Lionel Meunier a décidément tous les talents. Non content d’être l’inspirateur et la cheville ouvrière du fabuleux Vox Luminis, certainement l’un des plus meilleurs ensembles vocaux du moment dans le répertoire baroque et classique (et la Belgique est incroyablement gâtée sur ce plan avec le Vlaams Radiokoor, le Collegium Vocale Gent ou le Chœur de chambre de Namur), il fait également preuve d’un instinct très sûr pour dénicher des raretés qui sont autant de révélations, comme il parvient à dépoussiérer de façon très convaincante les valeurs sûres du répertoire.
Pour ce concert regroupant le Requiem de Michael Haydn aussi peu connu qu’est célébrissime la Grande Messe en ut mineur K427 de Mozart, les forces rassemblées sur la scène du Palais des Beaux-Arts regroupaient outre Vox Luminis (en grande formation de 32 chanteurs) la petite trentaine d’instrumentistes de l’excellent B’Rock Orchestra.
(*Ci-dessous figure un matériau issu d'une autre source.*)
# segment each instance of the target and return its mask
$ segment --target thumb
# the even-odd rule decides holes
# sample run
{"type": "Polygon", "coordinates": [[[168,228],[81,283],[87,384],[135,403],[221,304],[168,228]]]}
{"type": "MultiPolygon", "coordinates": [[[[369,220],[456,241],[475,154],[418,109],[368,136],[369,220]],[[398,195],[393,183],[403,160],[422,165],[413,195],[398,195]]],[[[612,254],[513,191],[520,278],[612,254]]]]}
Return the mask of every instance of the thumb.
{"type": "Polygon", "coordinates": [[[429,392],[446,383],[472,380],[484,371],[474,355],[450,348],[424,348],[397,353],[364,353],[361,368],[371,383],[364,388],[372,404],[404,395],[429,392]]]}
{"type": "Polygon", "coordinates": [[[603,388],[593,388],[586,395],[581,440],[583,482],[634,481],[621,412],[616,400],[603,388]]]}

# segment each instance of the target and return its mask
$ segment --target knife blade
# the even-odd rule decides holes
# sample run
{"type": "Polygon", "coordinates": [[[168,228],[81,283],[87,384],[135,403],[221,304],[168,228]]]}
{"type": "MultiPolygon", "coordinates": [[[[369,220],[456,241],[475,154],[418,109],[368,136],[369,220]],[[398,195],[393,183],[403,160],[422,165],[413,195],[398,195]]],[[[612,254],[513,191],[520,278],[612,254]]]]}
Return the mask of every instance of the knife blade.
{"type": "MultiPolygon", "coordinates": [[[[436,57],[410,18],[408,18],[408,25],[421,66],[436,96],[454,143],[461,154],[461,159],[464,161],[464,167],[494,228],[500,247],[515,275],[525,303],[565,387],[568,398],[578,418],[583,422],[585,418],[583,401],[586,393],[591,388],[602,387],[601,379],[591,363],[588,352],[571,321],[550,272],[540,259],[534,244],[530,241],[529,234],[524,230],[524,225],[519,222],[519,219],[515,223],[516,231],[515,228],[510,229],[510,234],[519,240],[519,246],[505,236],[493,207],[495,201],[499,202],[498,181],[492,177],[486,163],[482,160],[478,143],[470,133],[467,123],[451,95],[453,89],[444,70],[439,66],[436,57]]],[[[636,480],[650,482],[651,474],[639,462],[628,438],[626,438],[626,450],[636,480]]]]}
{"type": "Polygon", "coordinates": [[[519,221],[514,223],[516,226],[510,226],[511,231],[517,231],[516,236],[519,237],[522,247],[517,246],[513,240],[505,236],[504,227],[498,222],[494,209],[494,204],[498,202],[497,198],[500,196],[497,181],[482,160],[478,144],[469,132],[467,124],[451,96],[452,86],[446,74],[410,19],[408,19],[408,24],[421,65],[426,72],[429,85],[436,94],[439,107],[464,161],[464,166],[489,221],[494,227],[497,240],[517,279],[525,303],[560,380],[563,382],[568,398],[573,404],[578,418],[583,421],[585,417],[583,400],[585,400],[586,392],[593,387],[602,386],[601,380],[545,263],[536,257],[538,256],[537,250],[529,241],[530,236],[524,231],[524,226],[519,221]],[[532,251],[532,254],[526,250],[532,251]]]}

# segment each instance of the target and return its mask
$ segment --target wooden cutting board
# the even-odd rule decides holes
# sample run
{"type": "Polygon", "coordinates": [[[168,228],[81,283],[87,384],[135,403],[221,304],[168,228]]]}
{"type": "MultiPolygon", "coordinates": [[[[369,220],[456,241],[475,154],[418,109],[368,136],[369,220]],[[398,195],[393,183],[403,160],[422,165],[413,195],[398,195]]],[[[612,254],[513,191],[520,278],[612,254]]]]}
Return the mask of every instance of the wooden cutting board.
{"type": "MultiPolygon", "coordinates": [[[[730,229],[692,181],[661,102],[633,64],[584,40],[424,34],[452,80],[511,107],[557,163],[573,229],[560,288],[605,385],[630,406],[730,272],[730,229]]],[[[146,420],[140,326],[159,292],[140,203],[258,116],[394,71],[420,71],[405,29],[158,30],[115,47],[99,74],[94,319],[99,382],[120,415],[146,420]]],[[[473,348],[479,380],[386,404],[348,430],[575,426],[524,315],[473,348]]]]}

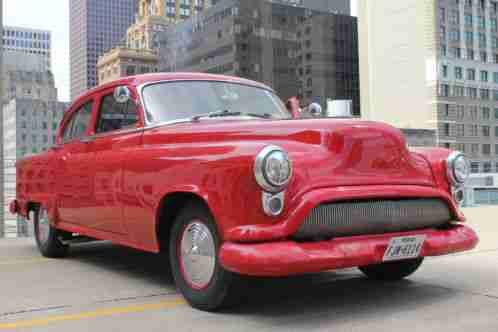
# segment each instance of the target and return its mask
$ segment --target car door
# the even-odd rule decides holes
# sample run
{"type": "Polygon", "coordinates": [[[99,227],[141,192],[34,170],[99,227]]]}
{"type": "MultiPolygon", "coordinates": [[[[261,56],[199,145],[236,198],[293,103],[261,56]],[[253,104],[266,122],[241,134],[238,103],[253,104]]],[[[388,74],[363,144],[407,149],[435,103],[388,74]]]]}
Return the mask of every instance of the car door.
{"type": "Polygon", "coordinates": [[[62,128],[57,151],[56,190],[60,221],[88,225],[94,218],[93,164],[94,155],[88,144],[94,102],[86,100],[71,112],[62,128]]]}
{"type": "Polygon", "coordinates": [[[127,233],[123,220],[127,204],[123,194],[123,168],[127,158],[141,144],[142,124],[143,117],[134,98],[118,102],[114,89],[101,93],[91,144],[95,157],[93,209],[96,215],[92,227],[98,230],[127,233]]]}

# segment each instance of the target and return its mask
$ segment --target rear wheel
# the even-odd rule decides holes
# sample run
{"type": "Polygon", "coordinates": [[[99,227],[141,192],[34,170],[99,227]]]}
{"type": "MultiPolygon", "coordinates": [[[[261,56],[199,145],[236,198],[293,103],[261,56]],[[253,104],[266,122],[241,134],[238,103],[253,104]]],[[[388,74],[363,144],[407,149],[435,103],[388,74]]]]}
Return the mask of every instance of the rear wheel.
{"type": "Polygon", "coordinates": [[[170,263],[175,283],[188,303],[214,311],[237,300],[239,276],[219,264],[220,237],[209,210],[200,203],[187,205],[178,215],[170,236],[170,263]]]}
{"type": "Polygon", "coordinates": [[[50,225],[47,210],[39,207],[35,211],[35,239],[40,253],[48,258],[60,258],[67,254],[69,247],[59,240],[61,231],[50,225]]]}
{"type": "Polygon", "coordinates": [[[385,262],[360,267],[360,271],[370,279],[396,281],[412,275],[422,265],[423,261],[424,259],[421,257],[397,262],[385,262]]]}

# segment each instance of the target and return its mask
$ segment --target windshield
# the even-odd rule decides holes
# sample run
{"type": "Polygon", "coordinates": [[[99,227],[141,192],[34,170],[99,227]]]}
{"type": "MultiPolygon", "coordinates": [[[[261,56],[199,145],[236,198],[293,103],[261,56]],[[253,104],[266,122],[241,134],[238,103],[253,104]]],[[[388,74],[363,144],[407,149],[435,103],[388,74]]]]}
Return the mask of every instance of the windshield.
{"type": "Polygon", "coordinates": [[[144,88],[143,99],[150,123],[190,119],[214,112],[266,119],[291,118],[285,105],[272,92],[227,82],[153,84],[144,88]]]}

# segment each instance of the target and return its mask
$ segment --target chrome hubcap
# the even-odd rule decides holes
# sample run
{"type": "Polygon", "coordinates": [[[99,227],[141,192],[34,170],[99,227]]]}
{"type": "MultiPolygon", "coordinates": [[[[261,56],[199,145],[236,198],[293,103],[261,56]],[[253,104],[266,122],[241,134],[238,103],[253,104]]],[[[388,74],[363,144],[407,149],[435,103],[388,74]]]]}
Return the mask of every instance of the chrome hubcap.
{"type": "Polygon", "coordinates": [[[45,209],[40,209],[38,214],[38,240],[40,243],[48,241],[48,234],[50,233],[50,223],[48,221],[48,214],[45,209]]]}
{"type": "Polygon", "coordinates": [[[216,265],[216,246],[209,228],[199,220],[192,221],[183,231],[179,249],[187,283],[195,289],[207,287],[216,265]]]}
Au moment où, une fois tous les exécutants et les quatre solistes du chant se retrouvent rassemblés sur la scène, une certaine confusion s’installe à l’entame du Requiem de Haydn. Il n’y a pas de chef d’orchestre visible et on a l’impression que la musique démarre toute seule. En fait, la direction est partagée entre Lionel Meunier installé à l’extrémité du groupe des basses, en haut de la scène, et la Konzertmeisterin Cecilia Bernardini qui indique clairement les attaques de l’archet. Autre moment de trouble : à part le ténor Florian Sievers, aucun des membres du quatuor de solistes ne semble correspondre à sa photo dans le programme. Après un petit moment, on comprend que ces chanteurs – la très agréable soprano, la mezzo aux beaux graves et la basse au timbre un peu léger – sont des membres de Vox Luminis, ce qui en dit long sur la qualité de l’ensemble.
L’œuvre du plus jeune des Haydn est une formidable révélation. Après un Introït véhément et dramatique, le Dies Irae fait entendre un contrepoint aisément maîtrisé avec un magnifique entrelacs de lignes mélodiques. L’œuvre où la maîtrise formelle, vocale et instrumentale (importantes parties de trompettes et de trombones) du compositeur ne fait aucun doute est sans doute le Requiem le plus solaire qui se puisse imaginer. Ce n’est pas la terreur ou la révolte face au tragique de la mort qui domine ici, mais le sentiment tranquille de la foi en une vie future sereine et lumineuse.